Kim Jong-un faz mudança na cúpula do regime da Coreia do Norte
Os 'planos de reorganização estrutural' foram decididos durante uma reunião realizada no sábado
Meios de comunicação estatais da Coreia do Norte informaram neste domingo, 30, mudanças no alto comando militar do país, incluindo a destituição do ministro da Defesa, No Kwang Chol.
Os “planos de reorganização estrutural” foram decididos durante uma reunião realizada no sábado e presidida por Kim Jong-un, segundo informou a Agência Central de Notícias da Coreia (KCNA).
No Kwang Chol não apenas foi destituído do cargo de ministro da Defesa, mas também rebaixado na hierarquia do partido governante a “primeiro vice-diretor do Departamento da Indústria de Munições”, acrescentou a KCNA.
Kim Song Gi, diretor do Escritório Político Geral do Exército Popular da Coreia, foi nomeado novo ministro da Defesa.
Outro alto funcionário, o assessor de Defesa Pak Jong Chon, foi nomeado vice-presidente da Comissão Militar Central e passou a integrar o Birô Político do partido governante.
A agência estatal também informou que Kim condecorou no sábado, em uma cerimônia, cientistas, pesquisadores e funcionários por seus avanços na tecnologia de defesa, concedendo-lhes as mais altas condecorações nacionais.
Os homenageados contribuíram em grande medida para “resolver problemas científicos e tecnológicos de importância histórica no desenvolvimento de novos sistemas de armas de combate”, informou a KCNA, sem especificar o tipo de sistema.

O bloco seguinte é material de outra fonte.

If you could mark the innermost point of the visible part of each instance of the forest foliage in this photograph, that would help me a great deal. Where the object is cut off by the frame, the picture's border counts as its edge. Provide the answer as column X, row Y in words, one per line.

No fim de junho, Kim supervisionou testes de um novo sistema de lançamento múltiplo de foguetes de longo alcance e de artilharia.
A reorganização da liderança norte-coreana ocorre pouco depois do fim dos exercícios conjuntos anuais entre Coreia do Sul e Estados Unidos.
Os exercícios, que Pyongyang denuncia regularmente como preparativos para uma invasão, foram acompanhados de perto neste ano depois que o presidente Donald Trump ordenou que fossem encurtados.
Trump criticou as manobras por considerá-las provocativas em relação ao Norte e atacou Seul por não apoiar sua guerra contra o Irã.
O presidente americano também elogiou o líder norte-coreano Kim, com quem se reuniu duas vezes durante seu primeiro mandato no cargo e com quem considera realizar um novo encontro neste ano.
Apesar dos gestos de Trump, a Coreia do Norte deu poucos sinais de reciprocidade, lançando mísseis e condenando os exercícios militares reduzidos entre Washington e Seul.